そろそろ牡蠣のおいしい季節がやってきますね!と赤穂に思いを馳せていますが、ここはフランスです。おフランスでやんすとイヤミの顔が浮かんできます。

そうそう私というと、クソゲー、いやさパリの大学の事務方を後にして地下鉄で急いでセミネールがある別の大学の校舎まで向かうところでした。今いる大学=ギャングスタのメッカからは地下鉄で一本だが30分ほどかかる。そしてその駅からはまた少し歩いて10分ほど。時計をみると授業開始まであと40分。ピッタリ。
いや、ピッタリでは困る。喉もカラカラ、クソゲーのせいで頭は疲労、おまけにパリに数日滞在するためにパンパンに詰まったバックパックを背負っている。余裕をもって到着し、エレガントにパリの授業の初回を迎えたかったものの、叶いそうにない。急いだ。私はまるで、、、

小粋なメタファーでレトリックを弄ぶ余裕もないほど急いだ。

地下鉄を降りて駅の改札を抜け階段を登ると、さきほどまで(ギャングスタ)とは打って変わって閑静な街並みだ。教室までグーグルマップを頼りに歩いてもうすぐかな?というあたりに差し掛かったところで向こうから顔を見たことのある人が歩いてくる。

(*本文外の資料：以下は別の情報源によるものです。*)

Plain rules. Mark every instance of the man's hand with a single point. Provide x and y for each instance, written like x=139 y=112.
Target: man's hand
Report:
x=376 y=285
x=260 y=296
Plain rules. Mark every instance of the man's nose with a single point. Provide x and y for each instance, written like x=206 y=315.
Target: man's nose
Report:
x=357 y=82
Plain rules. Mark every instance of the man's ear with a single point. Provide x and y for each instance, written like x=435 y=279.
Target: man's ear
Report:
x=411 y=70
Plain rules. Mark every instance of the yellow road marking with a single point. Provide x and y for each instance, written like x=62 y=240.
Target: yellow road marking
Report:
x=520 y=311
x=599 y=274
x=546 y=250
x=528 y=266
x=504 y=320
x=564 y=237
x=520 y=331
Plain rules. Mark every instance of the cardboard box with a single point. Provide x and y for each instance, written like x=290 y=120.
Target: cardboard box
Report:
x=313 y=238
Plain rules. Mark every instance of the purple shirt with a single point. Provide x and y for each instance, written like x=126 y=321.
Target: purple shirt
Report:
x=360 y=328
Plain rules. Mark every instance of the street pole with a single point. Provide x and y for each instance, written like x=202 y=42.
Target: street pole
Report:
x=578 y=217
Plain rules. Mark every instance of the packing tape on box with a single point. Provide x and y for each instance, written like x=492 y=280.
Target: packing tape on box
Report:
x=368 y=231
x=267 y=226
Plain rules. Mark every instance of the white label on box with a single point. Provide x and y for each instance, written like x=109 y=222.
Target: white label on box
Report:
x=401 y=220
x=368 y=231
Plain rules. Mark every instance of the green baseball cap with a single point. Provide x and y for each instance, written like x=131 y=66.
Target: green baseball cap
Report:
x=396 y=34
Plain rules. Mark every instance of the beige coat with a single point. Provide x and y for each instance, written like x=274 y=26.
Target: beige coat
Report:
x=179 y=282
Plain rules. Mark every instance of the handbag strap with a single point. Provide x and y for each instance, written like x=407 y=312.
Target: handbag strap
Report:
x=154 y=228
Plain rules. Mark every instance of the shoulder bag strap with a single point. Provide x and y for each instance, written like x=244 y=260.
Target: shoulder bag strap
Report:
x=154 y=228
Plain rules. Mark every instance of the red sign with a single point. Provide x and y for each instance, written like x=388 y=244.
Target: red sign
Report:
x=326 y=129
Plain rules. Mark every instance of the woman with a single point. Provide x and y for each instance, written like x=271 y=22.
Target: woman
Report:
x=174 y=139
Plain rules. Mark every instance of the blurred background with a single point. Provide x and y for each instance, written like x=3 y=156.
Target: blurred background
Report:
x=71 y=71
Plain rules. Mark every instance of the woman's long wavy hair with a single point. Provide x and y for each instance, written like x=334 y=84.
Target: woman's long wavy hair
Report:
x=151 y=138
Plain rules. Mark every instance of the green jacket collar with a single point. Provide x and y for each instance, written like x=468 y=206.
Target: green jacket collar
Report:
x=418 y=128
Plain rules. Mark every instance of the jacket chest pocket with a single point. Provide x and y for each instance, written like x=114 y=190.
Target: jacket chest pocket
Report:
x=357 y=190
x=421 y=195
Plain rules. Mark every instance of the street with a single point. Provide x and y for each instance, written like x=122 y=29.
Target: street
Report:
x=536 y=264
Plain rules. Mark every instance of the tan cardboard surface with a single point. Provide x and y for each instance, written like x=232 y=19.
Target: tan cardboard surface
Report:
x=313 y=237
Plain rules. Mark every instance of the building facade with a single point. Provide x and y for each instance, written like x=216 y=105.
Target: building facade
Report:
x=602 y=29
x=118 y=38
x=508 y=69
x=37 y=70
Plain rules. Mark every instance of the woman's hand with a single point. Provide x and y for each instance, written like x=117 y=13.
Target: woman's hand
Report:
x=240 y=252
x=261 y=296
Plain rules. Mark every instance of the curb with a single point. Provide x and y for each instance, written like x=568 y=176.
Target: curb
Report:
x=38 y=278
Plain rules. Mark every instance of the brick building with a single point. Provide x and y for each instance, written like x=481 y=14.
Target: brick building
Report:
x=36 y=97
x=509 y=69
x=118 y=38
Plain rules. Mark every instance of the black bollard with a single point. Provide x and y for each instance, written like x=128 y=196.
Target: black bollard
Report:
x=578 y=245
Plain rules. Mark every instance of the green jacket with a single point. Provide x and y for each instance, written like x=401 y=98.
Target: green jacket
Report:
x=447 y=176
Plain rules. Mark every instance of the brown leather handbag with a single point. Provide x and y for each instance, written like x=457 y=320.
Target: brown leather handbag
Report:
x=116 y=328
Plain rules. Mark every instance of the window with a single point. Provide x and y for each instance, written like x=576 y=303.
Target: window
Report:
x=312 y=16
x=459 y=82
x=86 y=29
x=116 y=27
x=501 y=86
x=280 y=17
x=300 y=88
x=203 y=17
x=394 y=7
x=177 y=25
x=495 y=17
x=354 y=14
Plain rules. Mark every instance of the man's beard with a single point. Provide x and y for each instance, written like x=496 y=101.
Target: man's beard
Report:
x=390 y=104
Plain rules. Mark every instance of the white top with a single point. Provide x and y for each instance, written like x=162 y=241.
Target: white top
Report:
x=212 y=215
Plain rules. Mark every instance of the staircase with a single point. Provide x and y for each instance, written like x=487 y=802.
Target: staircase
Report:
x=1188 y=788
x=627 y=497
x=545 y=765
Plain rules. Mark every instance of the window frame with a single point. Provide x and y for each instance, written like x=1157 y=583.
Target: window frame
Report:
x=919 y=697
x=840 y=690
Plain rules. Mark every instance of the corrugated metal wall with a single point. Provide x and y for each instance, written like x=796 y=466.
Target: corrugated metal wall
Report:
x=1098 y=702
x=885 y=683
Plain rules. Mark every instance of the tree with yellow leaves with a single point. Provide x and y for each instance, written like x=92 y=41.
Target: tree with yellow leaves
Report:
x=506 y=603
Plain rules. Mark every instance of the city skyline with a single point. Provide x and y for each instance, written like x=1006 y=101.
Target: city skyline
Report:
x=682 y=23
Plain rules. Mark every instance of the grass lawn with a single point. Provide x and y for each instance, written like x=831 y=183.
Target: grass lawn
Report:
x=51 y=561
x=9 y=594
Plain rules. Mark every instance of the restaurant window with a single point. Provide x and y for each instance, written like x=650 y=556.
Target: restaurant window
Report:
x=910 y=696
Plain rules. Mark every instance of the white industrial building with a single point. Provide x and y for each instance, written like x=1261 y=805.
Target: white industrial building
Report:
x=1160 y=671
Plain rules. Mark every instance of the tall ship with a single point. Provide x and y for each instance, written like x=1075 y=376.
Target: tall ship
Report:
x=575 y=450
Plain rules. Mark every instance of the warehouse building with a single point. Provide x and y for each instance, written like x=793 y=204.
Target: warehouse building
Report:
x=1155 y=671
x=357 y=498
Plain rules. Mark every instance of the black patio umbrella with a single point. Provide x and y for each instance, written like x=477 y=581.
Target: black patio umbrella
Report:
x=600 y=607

あちらも私に気づいたようで、満面の笑顔でこちらに手を降り近づきエレガントに頭をさげた。
そう、偶然にもばったり担当の教授に会うことができたのだ。
彼とは何度もオンラインでは顔合わせしているもの、直接会うのはこれが初めて。
思っていたよりも高身長だが想像通り物腰柔らかく非常に温厚で親切なムッシュー。
ジャン教授(仮名)は、最初のメールで「ジャン教授へ」と書いたら「教授は肩書きであって、わたしではない」と言って「ジャンと呼んでくれ」と言っていた。生徒からも「ジャン」と呼ばれている。フランス語はvous(あなた・あなたがた)とtu(きみ、おまえ)と二人称とその動詞活用を使い分けることで敬語かフランクなくだけた表現かを使い分けるのだが、そのとき、もちろん彼はすぐにtuで話すように提案してきた。
私は少し授業に遅れ気味だったが彼に会えてとても安心した。彼も日本から学生を迎えられたことを喜んでいるのが伝わってきた。彼の案内で大学まで行った。フランスの大学はどこも構造が異常で中は本当に迷路のようになっている。
どんなふうに異常かと言えば、たとえば「302教室」に行きたいとする。今、目の前にあるのは「208教室」だとしよう。すぐ横の階段を登っても3階に出るドアはない。もう少し階段を登ると4階(正確には0階が日本の1階なので5階、この時点で頭は既にこんがらがり気味)。生徒に尋ねると、3階に行くには2階の時点で205までの教室がある方の棟に行ってそこから階段を登らなければならない、ということだ。(伝わりづらすぎてごめんなさい、挿絵で伝われ!(心の叫びです))



結局、ジャンも学生に教室を何度も訪ね、彷徨うこと10分ほど、ようやく教室にたどり着いた。教室へ入るとちょうどグループワークのようなスタイルで15人程度のフランス人が机を円状に並べて座っていた。見た感じ全員が白人、女性が多い。歳をとったおじさん2人がジャンと一緒に授業をする精神科医だ。
しかしここで文字数が来てしまった。この話はまた次の機会にしよう。

先ほどは書かなかったが、ジャンと会って案内されたのは、私の元きた道。
つまり、どうやら私は結局大学をあっさり通り過ぎてしまっていたようで、彼に道で会わなければ、パリの街で迷子、迷路のような大学内で迷子。
どうなっていたか、想像するだけでつらい。赤穂では迷子の女児をケアした私も、パリでは言葉もわからず道もわからずおかぁちゃんもおとうちゃんもいない。女児同然。
こんなアラフォー大学院生、七転八倒の日々は、まだ始まったばかりなのである。